育苗期間中は肥料切れに注意し、週に1回の割合で規定倍率に希釈した液体肥料を施すとよい。高温管理のほか、乾燥、過度の灌水による根の傷みもロゼットを誘起する原因となるので注意する。

生育適温は15~30℃で、変温管理が望ましい。定植前には定植床の温度を整え(冬季は暖め、夏季は冷やし地温が20℃前後を目標とする)、十分に灌水しておく。定植床のpHは6.5前後、土壌条件はEC※5 0.5程度が望ましい。定植直後から根づくまでは定植床を乾燥させないように注意する。
根づいてからは灌水を徐々に減らし、根が深く張るように心がける。生育途中は適宜、整枝、摘蕾を行い、草姿を整える。チップバーン※6、ブラスチングなどの発生を防ぐために循環扇などを用いハウス内の換気をよくするとともに、できるだけ光があたるよう管理する。

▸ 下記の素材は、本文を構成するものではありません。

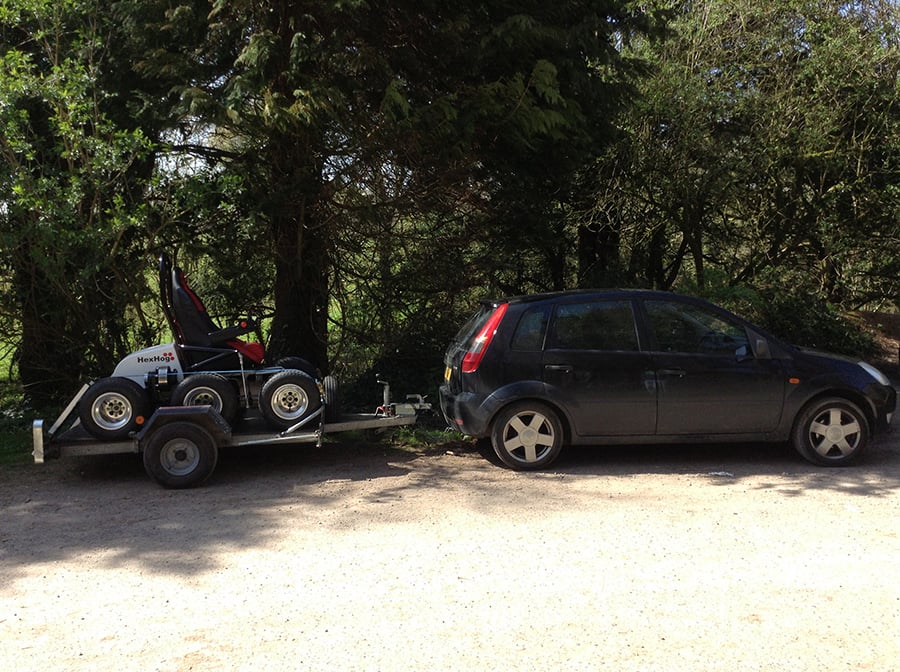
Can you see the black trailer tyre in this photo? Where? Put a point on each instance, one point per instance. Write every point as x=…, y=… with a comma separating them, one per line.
x=180, y=455
x=113, y=407
x=527, y=435
x=208, y=389
x=831, y=432
x=288, y=397
x=332, y=399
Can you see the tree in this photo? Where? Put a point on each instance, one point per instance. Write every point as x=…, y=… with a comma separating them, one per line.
x=762, y=151
x=462, y=109
x=69, y=217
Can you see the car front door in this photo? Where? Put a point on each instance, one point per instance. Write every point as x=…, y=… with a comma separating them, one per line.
x=597, y=370
x=713, y=378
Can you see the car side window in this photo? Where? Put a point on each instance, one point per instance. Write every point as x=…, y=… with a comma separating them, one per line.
x=682, y=327
x=530, y=330
x=594, y=325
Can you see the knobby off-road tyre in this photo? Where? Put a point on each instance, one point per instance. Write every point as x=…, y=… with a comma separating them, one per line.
x=287, y=398
x=112, y=408
x=180, y=455
x=208, y=389
x=831, y=432
x=527, y=435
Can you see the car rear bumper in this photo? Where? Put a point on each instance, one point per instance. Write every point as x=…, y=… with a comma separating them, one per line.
x=461, y=411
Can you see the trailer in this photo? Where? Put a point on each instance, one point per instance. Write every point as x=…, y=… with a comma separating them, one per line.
x=180, y=444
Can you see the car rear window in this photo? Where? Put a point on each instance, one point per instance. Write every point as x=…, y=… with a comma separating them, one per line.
x=531, y=328
x=595, y=325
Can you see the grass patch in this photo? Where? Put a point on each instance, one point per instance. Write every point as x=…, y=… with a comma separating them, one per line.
x=15, y=425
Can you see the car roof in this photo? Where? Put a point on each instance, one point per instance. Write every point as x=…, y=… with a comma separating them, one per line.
x=595, y=293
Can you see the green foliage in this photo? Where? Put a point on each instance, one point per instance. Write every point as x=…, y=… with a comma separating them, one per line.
x=364, y=172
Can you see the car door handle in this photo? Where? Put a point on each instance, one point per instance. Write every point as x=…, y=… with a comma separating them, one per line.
x=561, y=368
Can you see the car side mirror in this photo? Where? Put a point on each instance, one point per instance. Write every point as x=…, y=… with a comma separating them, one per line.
x=761, y=348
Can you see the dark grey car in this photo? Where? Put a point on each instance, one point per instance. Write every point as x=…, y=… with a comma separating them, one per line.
x=534, y=373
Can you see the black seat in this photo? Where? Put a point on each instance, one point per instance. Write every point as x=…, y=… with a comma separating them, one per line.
x=203, y=344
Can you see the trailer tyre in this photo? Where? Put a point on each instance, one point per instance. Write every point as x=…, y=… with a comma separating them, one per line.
x=208, y=389
x=288, y=397
x=114, y=407
x=180, y=455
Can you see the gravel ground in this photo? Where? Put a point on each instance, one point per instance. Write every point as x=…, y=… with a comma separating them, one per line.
x=361, y=557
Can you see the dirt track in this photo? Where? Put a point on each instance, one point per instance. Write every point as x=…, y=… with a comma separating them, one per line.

全期間を通して、アブラムシ類、スリップス類によるウイルスの被害を防ぐため定期的に殺虫剤を散布する。フザリウムなどの立枯病には発生後の有効な対策はないので、定植前の土壌消毒を徹底して行う。

※5 EC:
電気伝導度(electrical conductivity)の略。肥料や有機物(種々の有機酸や肥料成分)が含有されているとその含有量によって電流の流れる量は多くなることを利用した、肥料濃度を表す単位。

※6 チップバーン(tip-burn):
葉の先が茶色に変色し、最終的に枯れてしまう現象。窒素過多、カルシウム欠乏で起きる。

◆作型図

 

◆販売価格(税込み希望小売価格)  

ペレットシード 3,000粒 9,450円
プラントプラグ苗 406穴セルトレー(350本保証) 7,718円

※営利以外の一般向け種子、苗の販売は未定

◆発売時期

2010年11月1日から全国のJA・種苗店を通じ受注開始
2011年1月上旬から順次出荷

◆切り花出荷開始

2011年8月上旬から主要生花市場へ出荷、全国の有名フラワーショップなどで販売される予定

◆販売目標(種子と苗合計)   

『ロベラ』シリーズ全体(3品種)で初年度 2,000万円
(2010年11月~2011年10月期の1か年)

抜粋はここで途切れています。